At the same time, legislation to ban gender-affirming treatment for teenagers has been introduced in more than 20 states, including in Texas, though no such bills passed there during the last legislative session. In Texas, one of the bills would have redefined child abuse to include gender-affirming treatment for transgender children.
After those bills failed, Mr. Abbott last summer directed the state’s protective services agency to determine whether surgeries for transgender teenagers would constitute child abuse. The agency also removed information about gender identity and about a suicide prevention hotline from its website after one of Mr. Abbott’s Republican primary opponents, Don Huffines, attacked the governor for “promoting transgender sexual policies to Texas youth.”
Then late last month, Mr. Paxton issued his opinion, and Mr. Abbott responded with his directive. According to the filing on Tuesday, the agency began its investigations almost immediately after.
She added: “Not providing Mary with the medically necessary health care that she needs is not an option for us.”
According to the lawsuit, the state’s investigator told the parents that the only allegation against them was that their transgender daughter might have been provided with gender-affirming health care and was “currently transitioning from male to female.”
A spokeswoman for the state protective agency did not immediately respond to a request for comment.
It was not clear that Mr. Abbott’s order would survive judicial scrutiny.
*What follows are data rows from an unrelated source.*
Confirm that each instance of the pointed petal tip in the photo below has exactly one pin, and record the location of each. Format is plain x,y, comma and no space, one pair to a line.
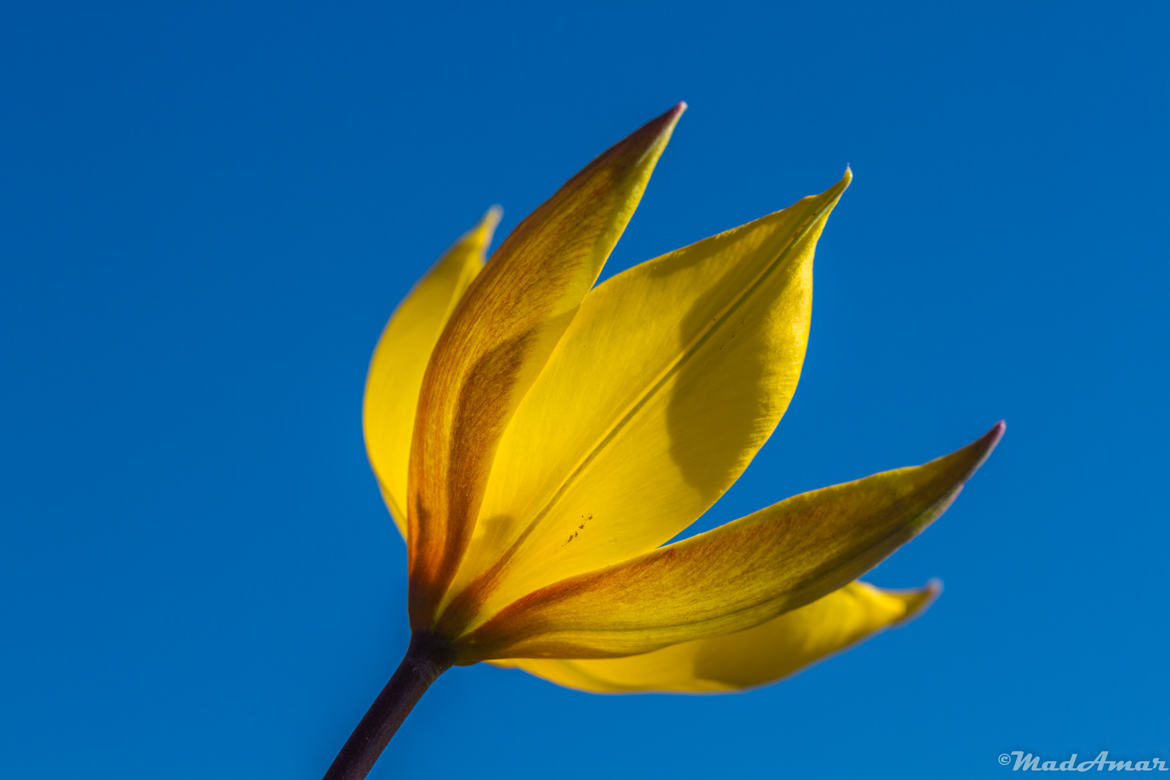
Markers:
920,600
992,436
665,123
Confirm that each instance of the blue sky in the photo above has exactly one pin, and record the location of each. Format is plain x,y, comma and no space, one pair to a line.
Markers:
208,212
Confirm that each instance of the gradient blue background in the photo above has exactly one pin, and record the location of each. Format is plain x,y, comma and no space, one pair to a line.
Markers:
208,212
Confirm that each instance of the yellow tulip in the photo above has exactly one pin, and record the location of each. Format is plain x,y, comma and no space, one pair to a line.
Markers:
539,441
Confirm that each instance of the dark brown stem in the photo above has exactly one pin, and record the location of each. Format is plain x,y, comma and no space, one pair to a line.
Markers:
424,662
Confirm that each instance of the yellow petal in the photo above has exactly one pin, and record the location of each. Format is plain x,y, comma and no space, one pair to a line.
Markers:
756,656
396,370
497,340
666,384
735,577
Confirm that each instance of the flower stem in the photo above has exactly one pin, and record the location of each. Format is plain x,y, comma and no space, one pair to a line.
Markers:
424,662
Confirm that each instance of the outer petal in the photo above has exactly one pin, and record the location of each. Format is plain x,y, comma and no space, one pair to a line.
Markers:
735,577
497,340
756,656
396,370
663,387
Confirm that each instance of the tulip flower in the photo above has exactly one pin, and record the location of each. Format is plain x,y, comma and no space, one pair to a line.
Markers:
541,439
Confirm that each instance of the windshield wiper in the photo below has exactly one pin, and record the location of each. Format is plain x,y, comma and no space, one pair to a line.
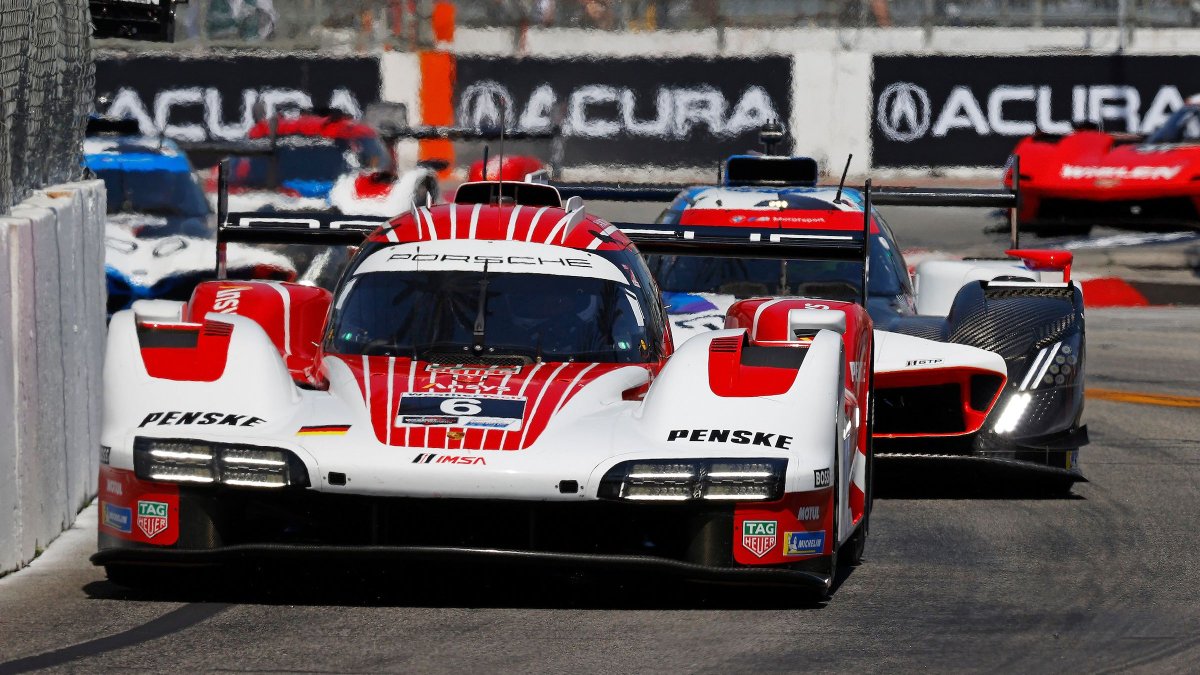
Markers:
478,333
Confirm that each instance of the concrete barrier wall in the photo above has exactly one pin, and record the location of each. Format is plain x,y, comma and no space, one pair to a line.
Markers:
52,334
832,70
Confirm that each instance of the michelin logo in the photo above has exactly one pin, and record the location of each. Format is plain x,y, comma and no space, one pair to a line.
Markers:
803,543
119,518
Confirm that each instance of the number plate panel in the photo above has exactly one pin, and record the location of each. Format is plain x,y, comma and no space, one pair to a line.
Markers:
505,413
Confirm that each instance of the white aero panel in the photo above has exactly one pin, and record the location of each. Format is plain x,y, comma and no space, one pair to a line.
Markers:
499,256
897,353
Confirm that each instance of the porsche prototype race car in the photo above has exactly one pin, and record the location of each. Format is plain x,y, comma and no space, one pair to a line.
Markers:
491,381
999,372
159,233
1090,177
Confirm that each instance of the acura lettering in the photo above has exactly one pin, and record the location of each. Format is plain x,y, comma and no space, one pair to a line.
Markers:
737,436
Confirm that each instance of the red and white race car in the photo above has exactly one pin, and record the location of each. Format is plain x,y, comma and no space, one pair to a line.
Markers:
1071,183
492,380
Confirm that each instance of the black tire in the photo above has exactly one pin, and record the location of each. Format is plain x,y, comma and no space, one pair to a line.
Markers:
855,547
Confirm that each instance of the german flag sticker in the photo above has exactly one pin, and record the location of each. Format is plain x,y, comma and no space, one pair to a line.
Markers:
325,430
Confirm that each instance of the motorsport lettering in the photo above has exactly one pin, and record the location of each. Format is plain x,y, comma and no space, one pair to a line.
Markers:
199,417
738,436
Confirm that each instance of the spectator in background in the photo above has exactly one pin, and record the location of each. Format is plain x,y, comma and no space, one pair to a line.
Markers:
598,13
882,13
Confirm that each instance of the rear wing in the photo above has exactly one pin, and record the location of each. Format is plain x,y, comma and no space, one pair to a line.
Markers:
283,227
757,243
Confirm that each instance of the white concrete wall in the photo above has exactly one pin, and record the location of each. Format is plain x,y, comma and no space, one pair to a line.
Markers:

They do not change Texas law, and several county attorneys and district attorneys have said that they would not prosecute families for child abuse under the new definition. Still, the directive by Mr. Abbott has had a chilling effect, and the ramifications of the redefinition are significant.
As Mr. Abbott described in his letter, the order would mean that “all licensed professionals who have direct contact with children” would be required to report to state authorities those that they believe are receiving gender-affirming treatment, or face criminal penalties.
In the court filing on Tuesday, the A.C.L.U. of Texas and Lambda Legal, a civil rights organization focusing on the L.G.B.T.Q. community sought to block the request for medical records in the employee’s case and, more broadly, challenged the legitimacy of the investigation and the power of the governor to change the definition of child abuse. According to the filing, other investigations have also begun.
The groups argue in the suit that the directive by the governor was issued improperly under state law, ran afoul of the Texas Constitution, and violated the constitutional rights of transgender youth, as well as their parents.
“No family should have to fear being torn apart because they are supporting their trans child,” Adri Pérez, the policy strategist at the A.C.L.U. of Texas, said in a statement. “A week before an election, Gov. Abbott and Attorney General Ken Paxton issued a partisan political attack that isn’t rooted in the needs of families.”
Dr. Megan Mooney, a licensed psychologist in Houston, is also a plaintiff in the lawsuit. Dr. Mooney, who is required to report suspected child abuse under Texas law, has a practice that includes transgender patients, many of whom have been diagnosed with gender dysphoria, according to the suit.
The moves by Mr. Abbott and Mr. Paxton, both two-term Republican incumbents, came days before a primary election in which each faces significant and noisy challenges from far-right opponents. Mr. Paxton, who has been indicted on securities fraud charges and accused of corruption by his own former top aides, has been seen as particularly vulnerable. Going into Tuesday’s primary, he appeared unlikely to receive more than 50 percent of the vote and was likely to end up in a May runoff.
Paul Castillo, senior counsel at Lambda Legal, said in a statement that Mr. Abbott and Mr. Paxton were “joining a politically-motivated misinformation campaign with no consideration of medical science and seem determined to criminalize parents seeking to care and provide for their kids,” adding that “gender-affirming care for the treatment of gender dysphoria is medically necessary care, full stop.”